Cuántas veces no habremos visto esto en la historia, incluso en el ámbito natural. En el mundo del arte, por ejemplo, en un momento dado aparece un Mozart, un talento verdaderamente genial, cuyas composiciones representaron una evolución en la música al superar el estilo clásico y apuntar ya hacia algunas vertientes románticas, que vendrían poco después. Sin embargo, sus contemporáneos no siempre lo aceptaron, pues los esquemas artísticos de la época no toleraban modificaciones. Por eso murió casi en la miseria, y a su entierro, de tercera categoría, sólo asistió un puñado de amigos.
Ahora bien, en el terreno sobrenatural, los hombres providenciales han venido aportando algo enteramente insólito e indicando un rumbo a veces contrario a la opinión unánime formada por la sociedad de su época. ¡Y por eso impactan!
Como consecuencia, pasarán a menudo por terribles apuros, los cuales harán de ellos hombres despreciados, perseguidos y calumniados, cuya situación tendrá las apariencias de un desastre incluso para ellos mismos, con la impresión de que todo se les derrumbará encima.
En esos momentos el demonio, que, como dice San Pedro, ronda a nuestro alrededor como un león, buscando a quien devorar (cf. 1 Pe 5, 8), tratará de aumentar la tentación, hasta el punto de llegar al absurdo de que la propia vocación le parezca incomprensible.
Pero si, entregado a una causa grandiosa, el varón providencial permanece fiel y confía, entonces la Providencia lo levantará, infundiéndole ánimo y haciéndolo vencedor. Eso es lo que le sucedió al Señor: el Hijo unigénito de Dios fue traicionado, martirizado, crucificado; pero la cruz, instrumento de su muerte y símbolo de ignominia, se convirtió en la medida para la historia, objeto de distinción y de gloria, incrustado en lo alto de todas las coronas, de todas las torres, de todas las catedrales.
El hombre providencial para el siglo xx
Si la Providencia obró así por una elevada razón de sabiduría, queriendo toda la gloria para Nuestro Señor Jesucristo, deseaba, al mismo tiempo, poner a prueba a cuantos tuvieron contacto con Él, exigiéndoles la delicadeza de atención para ver que allí había alguien más importante que cualquier otro hombre.

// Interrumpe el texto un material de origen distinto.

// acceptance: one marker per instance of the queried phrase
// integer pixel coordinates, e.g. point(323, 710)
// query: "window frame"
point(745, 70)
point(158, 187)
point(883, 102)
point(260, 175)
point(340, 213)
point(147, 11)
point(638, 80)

¿Y acaso, en relación con los modelos extraordinarios enviados por Dios para guiar los pasos de la humanidad, no les permitirá la Providencia también a aquellos con quienes conviven pasar por esta misma prueba, para tantear su generosidad y luego recompensar su amor?

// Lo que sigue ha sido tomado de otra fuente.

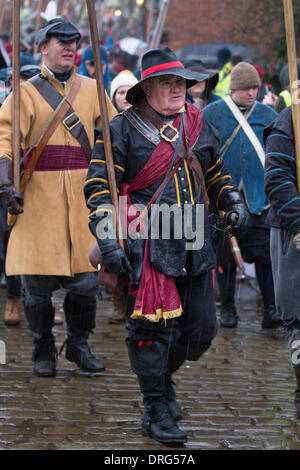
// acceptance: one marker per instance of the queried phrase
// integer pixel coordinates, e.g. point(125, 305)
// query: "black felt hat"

También en el siglo xx, cuando el proceso revolucionario había alcanzado un auge, hubo un hombre enviado por la Providencia para ocuparse del rumbo y la buena orientación de los hombres: Plinio Corrêa de Oliveira.

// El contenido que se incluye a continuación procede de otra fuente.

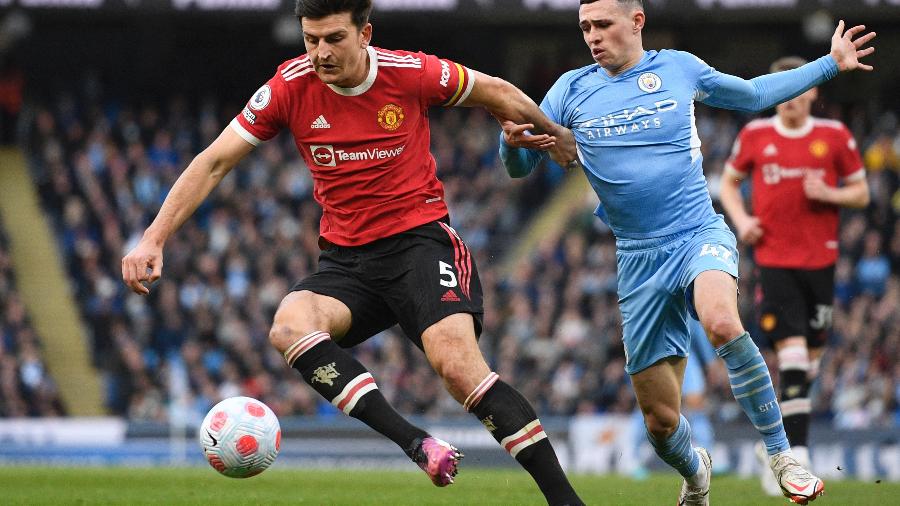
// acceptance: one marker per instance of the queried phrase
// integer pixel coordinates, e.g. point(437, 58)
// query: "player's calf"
point(793, 369)
point(511, 420)
point(346, 383)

El Dr. Plinio y Mons. João en febrero de 1990
Reconstruyendo mi primer encuentro con él, recuerdo que —sin saber aplicar los términos— vi en él a un profeta, a un hombre providencial llamado a cambiar el curso de la historia. Esto correspondía a mis anhelos y a los toques místicos de la gracia en el sentido de dar con alguien que transformaría el mundo. Y tenía la certeza de que debía servir a ese hombre y seguir ese camino hasta el final.
¿Cuál fue ese final?
Un futuro feliz en la tierra, no lo hubo para él; más bien, le sobrevinieron amarguras, aislamiento y el silencio… Pero, mirando atrás, no me arrepiento de haberlo seguido a pesar de tantas contrariedades, pues es seguro que con su fidelidad compró gracias reservadas al Reino de María y al triunfo de su Inmaculado Corazón. ◊
Fragmentos de exposiciones orales
pronunciadas entre 1991 y 2009.
Notas
1 Cf. Santo Tomás de Aquino. Suma Teológica. I-II, q. 113, a. 9, ad 2.